We all know how delicious stuffed vine leaves can be, but Roddy Damalis is intent on dishing them up with a twist; replacing meat with salmon. And yes, they are absolutely divine!
Vine leaf filling
1kg Salmon fillet (finely chopped)
4 spring onions (finely sliced)
1 cup fresh dill (finely shaved)
½ cup Basmati rice
Fine black pepper
200g vine leaves
(spinach leaves if no vine leaves
½ cup olive oil
½ cup lemon juice
3 cups water
½ teaspoon cornflour
-Mix all filling ingredients in a bowl.
-Place a vine leaf flat on a work surface.

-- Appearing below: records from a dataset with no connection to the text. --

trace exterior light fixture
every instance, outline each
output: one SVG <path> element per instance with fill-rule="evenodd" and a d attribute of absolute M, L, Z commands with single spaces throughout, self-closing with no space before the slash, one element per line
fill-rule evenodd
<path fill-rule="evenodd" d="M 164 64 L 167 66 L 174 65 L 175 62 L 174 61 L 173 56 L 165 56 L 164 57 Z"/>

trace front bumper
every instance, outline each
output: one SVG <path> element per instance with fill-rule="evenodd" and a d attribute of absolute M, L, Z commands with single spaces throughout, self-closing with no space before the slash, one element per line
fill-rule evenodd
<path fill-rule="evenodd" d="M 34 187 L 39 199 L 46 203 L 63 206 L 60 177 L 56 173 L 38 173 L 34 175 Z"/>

-Place a heaped teaspoon of the filling on the bottom half. Fold bottom end of leaf over the filling, then the two sides, and roll until sealed.
-Place your dolmades into a deep oven dish, tightly packed so they don’t unravel.
-Mix the sauce ingredients together, pour over dolmades and seal container.
-Bake for 1¼ hours in a pre-heated oven at 180ºC.
Vine leaves can be found in many forms: frozen, pickled in brine, freeze dried, vacuum packed (or of course, fresh off the vine! In this case, soak the leaves in salt water and then rinse before use. Blanch any remaining leaves and freeze for future use). Can be served hot or cold.